A model and designer, Enriquez was wearing a dress of her design when she was crowned – a rainbow-colored sequin dress. The 27-year-old beat out 21 other contestants for the Miss Nevada title, notably being crowned as Pride month came to a close. Enriquez went to Instagram to say, “Huge thank you to everyone who supported me from day one. My community, you are always in my heart. My win is our win. We just made history. Happy pride.” She competed in transgender pageants for four years before initiating her journey in cisgender pageants in 2020. Upon winning, Enriquez opened up about her story, explaining that as a child she “was often told that I was not allowed to be myself, or to be in spaces that I was not welcome,” but that today she has “learned that [her] differences do not make me less than, it makes me more than.”
Enriquez has reflected on her journey, and how her past trauma both inspired her journey and created difficulty in the process. One of the largest portions of the contest is a close-doored interview with various other forms of communication weaved throughout different stages of the competition – a portion of the pageant Enruiqiez initially struggled with. She explains, “Speaking, at one point in [her] life, was an invitation to be attacked and bullied or discriminated (against). I learned to silence myself to survive.”
Challenged in overcoming her past trauma, Enriquez’s story and perseverance now inspire girls and young women in Nevada and throughout the U.S. to pursue their ambitions.
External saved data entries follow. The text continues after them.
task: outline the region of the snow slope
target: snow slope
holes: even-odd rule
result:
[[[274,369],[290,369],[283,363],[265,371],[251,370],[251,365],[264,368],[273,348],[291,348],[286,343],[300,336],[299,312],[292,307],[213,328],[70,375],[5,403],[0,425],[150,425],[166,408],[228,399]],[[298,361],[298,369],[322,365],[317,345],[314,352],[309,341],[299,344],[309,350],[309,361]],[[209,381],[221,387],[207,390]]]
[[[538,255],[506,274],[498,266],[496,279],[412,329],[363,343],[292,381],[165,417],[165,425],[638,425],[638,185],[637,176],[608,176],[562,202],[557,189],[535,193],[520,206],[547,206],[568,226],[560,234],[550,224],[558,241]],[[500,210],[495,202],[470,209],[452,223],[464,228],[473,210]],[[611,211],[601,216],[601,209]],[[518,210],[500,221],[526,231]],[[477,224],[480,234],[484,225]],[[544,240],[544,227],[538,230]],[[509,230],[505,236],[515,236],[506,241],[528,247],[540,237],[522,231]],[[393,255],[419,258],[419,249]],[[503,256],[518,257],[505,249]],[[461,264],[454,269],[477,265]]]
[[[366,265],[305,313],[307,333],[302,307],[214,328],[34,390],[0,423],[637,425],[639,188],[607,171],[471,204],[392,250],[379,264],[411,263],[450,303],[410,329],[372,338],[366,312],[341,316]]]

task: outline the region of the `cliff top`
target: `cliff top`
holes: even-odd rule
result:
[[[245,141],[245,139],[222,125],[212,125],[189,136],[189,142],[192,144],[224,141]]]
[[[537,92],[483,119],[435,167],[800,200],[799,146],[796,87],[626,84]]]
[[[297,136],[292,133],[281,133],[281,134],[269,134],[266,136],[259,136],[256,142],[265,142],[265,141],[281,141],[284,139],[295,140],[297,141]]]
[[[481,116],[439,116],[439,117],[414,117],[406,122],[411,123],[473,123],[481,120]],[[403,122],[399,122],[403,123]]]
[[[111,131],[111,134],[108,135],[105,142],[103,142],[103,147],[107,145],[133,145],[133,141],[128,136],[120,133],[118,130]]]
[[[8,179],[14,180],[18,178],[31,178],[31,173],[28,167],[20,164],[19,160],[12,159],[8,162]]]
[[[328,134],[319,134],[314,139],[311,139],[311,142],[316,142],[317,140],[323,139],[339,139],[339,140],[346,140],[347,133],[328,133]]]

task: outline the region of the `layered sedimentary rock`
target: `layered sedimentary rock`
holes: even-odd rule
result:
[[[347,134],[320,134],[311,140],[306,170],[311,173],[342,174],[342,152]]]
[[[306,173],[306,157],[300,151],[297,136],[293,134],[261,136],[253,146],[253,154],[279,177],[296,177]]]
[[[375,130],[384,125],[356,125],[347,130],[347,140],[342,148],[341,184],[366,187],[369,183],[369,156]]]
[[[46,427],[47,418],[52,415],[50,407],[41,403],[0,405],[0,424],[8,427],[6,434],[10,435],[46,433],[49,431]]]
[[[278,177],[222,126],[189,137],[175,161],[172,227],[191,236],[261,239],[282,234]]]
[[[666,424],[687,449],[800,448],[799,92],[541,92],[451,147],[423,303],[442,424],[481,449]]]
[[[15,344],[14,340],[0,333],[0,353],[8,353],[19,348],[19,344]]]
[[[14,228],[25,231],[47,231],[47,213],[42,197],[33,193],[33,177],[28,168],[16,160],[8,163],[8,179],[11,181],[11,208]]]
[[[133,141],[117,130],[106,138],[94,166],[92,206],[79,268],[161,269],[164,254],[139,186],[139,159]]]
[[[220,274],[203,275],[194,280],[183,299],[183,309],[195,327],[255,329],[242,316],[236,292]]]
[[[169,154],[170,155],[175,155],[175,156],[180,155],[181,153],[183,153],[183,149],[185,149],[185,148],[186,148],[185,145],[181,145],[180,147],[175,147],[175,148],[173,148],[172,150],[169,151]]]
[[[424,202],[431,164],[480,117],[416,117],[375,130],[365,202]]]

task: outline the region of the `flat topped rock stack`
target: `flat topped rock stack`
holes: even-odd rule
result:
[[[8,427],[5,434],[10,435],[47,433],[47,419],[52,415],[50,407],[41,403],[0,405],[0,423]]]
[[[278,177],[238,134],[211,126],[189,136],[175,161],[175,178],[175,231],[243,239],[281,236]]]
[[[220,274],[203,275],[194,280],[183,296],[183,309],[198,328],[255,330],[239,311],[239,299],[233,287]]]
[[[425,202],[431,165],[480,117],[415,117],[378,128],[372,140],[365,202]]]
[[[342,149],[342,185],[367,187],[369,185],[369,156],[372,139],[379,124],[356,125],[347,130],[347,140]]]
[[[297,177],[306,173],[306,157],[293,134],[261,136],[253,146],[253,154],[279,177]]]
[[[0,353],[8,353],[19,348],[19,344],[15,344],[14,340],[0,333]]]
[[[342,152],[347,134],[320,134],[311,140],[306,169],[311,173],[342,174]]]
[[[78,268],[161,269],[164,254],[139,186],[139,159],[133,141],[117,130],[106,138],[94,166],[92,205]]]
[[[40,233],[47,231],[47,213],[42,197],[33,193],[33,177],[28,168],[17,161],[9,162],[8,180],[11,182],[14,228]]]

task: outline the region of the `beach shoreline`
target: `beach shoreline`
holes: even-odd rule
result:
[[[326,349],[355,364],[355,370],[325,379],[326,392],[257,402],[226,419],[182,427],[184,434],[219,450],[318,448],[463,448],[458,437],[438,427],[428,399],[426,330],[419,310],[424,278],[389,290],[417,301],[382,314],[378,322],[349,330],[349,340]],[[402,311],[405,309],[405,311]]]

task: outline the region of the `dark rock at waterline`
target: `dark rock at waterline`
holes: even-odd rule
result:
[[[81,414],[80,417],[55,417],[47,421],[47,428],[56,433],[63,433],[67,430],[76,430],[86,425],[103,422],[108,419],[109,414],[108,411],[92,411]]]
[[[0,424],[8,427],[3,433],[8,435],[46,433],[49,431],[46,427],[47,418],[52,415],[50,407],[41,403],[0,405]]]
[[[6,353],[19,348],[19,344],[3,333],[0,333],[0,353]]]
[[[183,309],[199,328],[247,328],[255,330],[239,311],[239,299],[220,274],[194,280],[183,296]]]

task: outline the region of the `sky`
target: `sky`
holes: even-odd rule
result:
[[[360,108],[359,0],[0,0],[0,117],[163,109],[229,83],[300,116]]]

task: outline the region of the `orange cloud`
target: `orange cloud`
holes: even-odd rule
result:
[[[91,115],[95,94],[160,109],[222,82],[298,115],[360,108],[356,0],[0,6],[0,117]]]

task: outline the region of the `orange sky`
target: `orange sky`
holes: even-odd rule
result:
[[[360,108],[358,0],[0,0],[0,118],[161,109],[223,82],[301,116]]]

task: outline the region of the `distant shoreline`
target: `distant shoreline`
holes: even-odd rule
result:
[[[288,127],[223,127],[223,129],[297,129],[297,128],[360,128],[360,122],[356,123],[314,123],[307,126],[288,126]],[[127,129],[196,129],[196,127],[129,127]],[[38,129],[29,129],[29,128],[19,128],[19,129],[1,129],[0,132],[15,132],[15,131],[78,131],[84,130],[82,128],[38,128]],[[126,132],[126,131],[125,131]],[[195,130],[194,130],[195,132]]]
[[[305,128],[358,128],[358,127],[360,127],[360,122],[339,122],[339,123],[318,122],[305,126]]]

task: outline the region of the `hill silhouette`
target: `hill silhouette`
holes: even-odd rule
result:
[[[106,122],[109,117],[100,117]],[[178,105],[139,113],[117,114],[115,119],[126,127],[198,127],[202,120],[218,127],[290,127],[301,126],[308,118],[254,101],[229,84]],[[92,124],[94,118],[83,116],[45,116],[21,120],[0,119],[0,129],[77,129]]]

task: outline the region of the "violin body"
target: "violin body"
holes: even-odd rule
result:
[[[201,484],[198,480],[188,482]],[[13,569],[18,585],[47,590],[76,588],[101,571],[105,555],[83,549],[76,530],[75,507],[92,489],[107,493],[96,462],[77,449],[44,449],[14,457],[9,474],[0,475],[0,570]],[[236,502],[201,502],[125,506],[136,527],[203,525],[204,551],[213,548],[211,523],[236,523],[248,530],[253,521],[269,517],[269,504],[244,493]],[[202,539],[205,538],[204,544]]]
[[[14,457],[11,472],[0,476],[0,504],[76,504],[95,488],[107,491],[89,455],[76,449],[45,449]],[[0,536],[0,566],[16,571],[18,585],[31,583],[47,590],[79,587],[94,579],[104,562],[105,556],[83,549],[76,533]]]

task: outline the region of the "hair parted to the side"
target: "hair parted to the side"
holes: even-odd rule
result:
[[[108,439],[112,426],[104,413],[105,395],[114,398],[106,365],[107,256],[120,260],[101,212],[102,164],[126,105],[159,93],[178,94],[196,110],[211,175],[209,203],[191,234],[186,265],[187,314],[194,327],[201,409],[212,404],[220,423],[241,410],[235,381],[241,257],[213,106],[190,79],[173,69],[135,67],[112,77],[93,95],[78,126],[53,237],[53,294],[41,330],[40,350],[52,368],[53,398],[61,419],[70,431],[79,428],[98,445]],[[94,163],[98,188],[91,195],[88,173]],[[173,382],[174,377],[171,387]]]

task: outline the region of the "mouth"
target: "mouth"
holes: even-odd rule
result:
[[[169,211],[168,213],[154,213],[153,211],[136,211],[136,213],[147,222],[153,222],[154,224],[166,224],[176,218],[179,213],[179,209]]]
Enriquez’s identity as a transgender woman, however, far from summarizes the accomplishments and dedication of Miss Nevada. The Filipina-America is also a fashion designer, healthcare administrator, and advocate for victims of physical and sexual abuse. After winning on Nevada’s regional circuit, Kataluna started her campaign called #BEVISIBLE. Enriquez used this platform to combat hate through vulnerability, being honest and open about her own experiences as a transgender woman of color. In accordance with her journey, she has used her platform to aid mental health organizations that advocate for LGBTQ+ individuals.
The new Miss Nevada will be competing in the Miss USA pageant come November, looking to set history once again and become the second transgender woman to compete at Miss Universe.